Altdorfer bei bundesweitem Wettbewerb erfolgreich

„Holz und Wurm“ im Finale

Das Holz-und-Wurm-Team aus Altdorf: v.l. Niklas Vizethum, Phillip Przybilla, Daniel Weingart, Markus Schlosser, Lehrerin Martina Gebhard, Michelle Hümmer und Ken Strauch. | Foto: privat2016/09/holz-und-wurm.jpg

ALTDORF – Die Schülerfirma „Holz und Wurm“ des Sonderpädagogischen Förderzentrums Altdorf kann sich freuen: Die teilnehmenden Schülerinnen und Schüler haben sich gegen rund 280 Konkurrenten durchgesetzt und es in das Finale des Bundes-Schülerfirmen-Contest 2016 geschafft. Mit ihren praktischen handgefertigten Werken aus Holz und einer gut organisierten Eigenwerbung sammelten sie im Online-Voting die dafür notwendigen Stimmen.

Für die Schülerinnen und Schüler aus ihrem Wahlkreis Roth/Nürnberger Land freut sich auch die CSU-Bundestagsabgeordnete Marlene Mortler. „Ich gratuliere ‚Holz und Wurm‘ zu diesem wichtigen Erfolg auf dem Weg zum Siegertreppchen beim Bundes- Schülerfirmen-Contest“, so die Abgeordnete. „Gerade in unserer schnelllebigen Zeit ist es wunderbar zu sehen, wie sich junge Menschen für Tätigkeiten und Dinge interessieren, die auch auf ideellen Werten basieren.“ Die Jungen und Mädchen von Holz und Wurm arbeiteten mit viel Herz, Hand und Köpfchen an ihrem Projekt und hätten es somit mehr als verdient, im Bundes-Schülerfirmen-Contest Platz eins zu belegen. „Ich drücke den Schülerinnen und Schülern dafür fest die Daumen“, verspricht Mortler.
Büro- und Deko-Artikel

Die Schülerfirma „Holz und Wurm“ stellt Produkte aus Holz, zum Beispiel Büro- und Dekorationsartikel oder Spielzeug her und möchte die Schülerinnen und Schüler auf ihr zukünftiges Berufsleben vorbereiten. Dabei werden ihnen Kenntnisse aus Bereichen wie Materialwirtschaft, Produktion, Kostenkalkulation oder Marketing und Vertrieb vermittelt.

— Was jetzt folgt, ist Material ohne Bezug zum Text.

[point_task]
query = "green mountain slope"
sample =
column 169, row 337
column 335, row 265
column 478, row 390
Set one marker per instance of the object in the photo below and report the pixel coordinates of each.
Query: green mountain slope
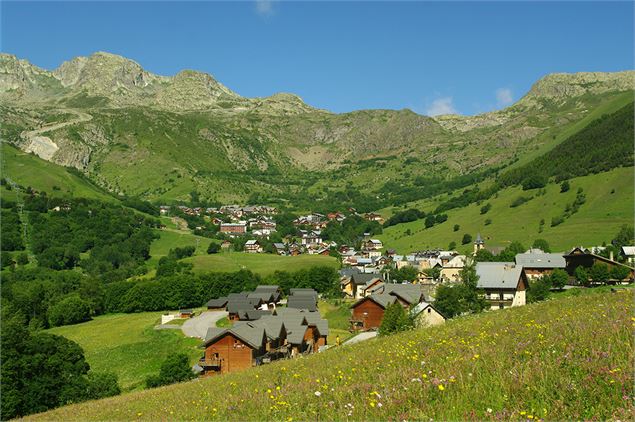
column 163, row 137
column 609, row 204
column 514, row 364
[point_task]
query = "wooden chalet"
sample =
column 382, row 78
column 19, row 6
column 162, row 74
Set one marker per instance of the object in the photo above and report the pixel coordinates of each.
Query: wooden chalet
column 368, row 312
column 504, row 284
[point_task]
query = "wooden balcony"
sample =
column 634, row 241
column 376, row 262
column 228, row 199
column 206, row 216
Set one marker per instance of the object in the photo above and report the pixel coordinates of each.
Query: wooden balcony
column 208, row 363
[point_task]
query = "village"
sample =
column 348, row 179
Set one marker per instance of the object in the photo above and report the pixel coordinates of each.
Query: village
column 265, row 325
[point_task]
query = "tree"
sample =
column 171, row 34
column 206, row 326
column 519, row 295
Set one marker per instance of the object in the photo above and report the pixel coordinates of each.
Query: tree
column 599, row 273
column 559, row 278
column 541, row 244
column 619, row 273
column 582, row 275
column 214, row 247
column 564, row 186
column 175, row 368
column 395, row 319
column 70, row 310
column 539, row 290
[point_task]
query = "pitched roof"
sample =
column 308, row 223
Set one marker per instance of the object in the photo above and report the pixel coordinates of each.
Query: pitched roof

Mit den Gewinnen unterstützt „Holz und Wurm“ weitere Projekte am Sonderpädagogischen Förderzentrum Altdorf.

Als eine der zehn besten Schülerfirmen im Bundes-Schülerfirmen-Contest darf „Holz und Wurm“ am 11. November für zwei Tage zur Preisverleihung im Bundesministerium für Wirtschaft und Energie nach Berlin fahren.
Auf den Gesamtsieger wartet ein Preisgeld in Höhe von 2.000 Euro.